Tetepare Island is the largest uninhabited island in the South Pacific covering approximately 118 square kilometres. Tetepare has untouched rainforest, gorgeous coral reefs, captivating cultural sites and unique wildlife. Swim or snorkel in Tetepare’s beautiful lagoons, walk in the rainforest, bird watch, relax on the beaches or visit cultural sites from the island’s renowned head hunting days. The accommodation is in traditional Melanesian leaf houses and set either on the edge of the rainforest or shores of the lagoon.
An eventful 1-2 hour boat ride through open seas and strong currents from Kagau will take you to Arnavon Island where you can experience the world reknown Arnavons Community Marine Conservation Area (ACMCA) which covers 40,000 acres, three small uninhabited islands, flourishing reefs, fish-filled lagoons and beaches that are home to thousands of egg-bearing turtles. All bookings are to be done through the Nature Conservacy office in Honiara. The best time to visit Arnavon Island is the turtle nesting season in June, July, and August.
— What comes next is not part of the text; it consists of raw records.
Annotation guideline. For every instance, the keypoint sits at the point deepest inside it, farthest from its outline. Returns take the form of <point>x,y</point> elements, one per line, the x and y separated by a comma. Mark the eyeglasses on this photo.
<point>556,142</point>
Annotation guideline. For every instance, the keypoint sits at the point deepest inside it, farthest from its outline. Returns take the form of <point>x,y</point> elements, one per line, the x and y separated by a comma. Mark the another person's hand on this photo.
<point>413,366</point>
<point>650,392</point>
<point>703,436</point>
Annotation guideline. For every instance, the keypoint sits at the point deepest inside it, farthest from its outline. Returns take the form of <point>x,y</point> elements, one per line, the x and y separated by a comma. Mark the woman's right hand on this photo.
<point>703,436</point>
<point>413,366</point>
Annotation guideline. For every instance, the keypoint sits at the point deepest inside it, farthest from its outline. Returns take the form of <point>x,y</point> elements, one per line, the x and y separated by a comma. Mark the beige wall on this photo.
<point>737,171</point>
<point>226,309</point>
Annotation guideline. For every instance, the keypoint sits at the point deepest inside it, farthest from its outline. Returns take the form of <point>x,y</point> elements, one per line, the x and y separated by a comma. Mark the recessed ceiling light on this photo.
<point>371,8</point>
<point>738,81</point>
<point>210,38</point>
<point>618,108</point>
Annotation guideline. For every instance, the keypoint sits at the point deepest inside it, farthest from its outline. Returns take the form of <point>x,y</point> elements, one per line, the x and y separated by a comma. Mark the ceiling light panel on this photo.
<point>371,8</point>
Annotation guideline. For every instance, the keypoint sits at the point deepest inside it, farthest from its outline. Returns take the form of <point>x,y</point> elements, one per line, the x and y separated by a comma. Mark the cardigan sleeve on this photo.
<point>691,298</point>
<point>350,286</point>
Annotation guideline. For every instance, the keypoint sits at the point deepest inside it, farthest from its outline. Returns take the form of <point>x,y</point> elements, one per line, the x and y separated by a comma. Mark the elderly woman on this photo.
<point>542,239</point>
Lake Tegano at Rennell Island
Explore this World Heritage Listed lake with its abundant wildlife unique to the area or see the remains of Catalina seaplanes used in World War II, some being in shallow waters. There are also about 200 islets and various caves in the area, streams to swim in, and opportunities to canoe on the lake using traditional dugout canoes or sea kayaking organised through nearby accommodation.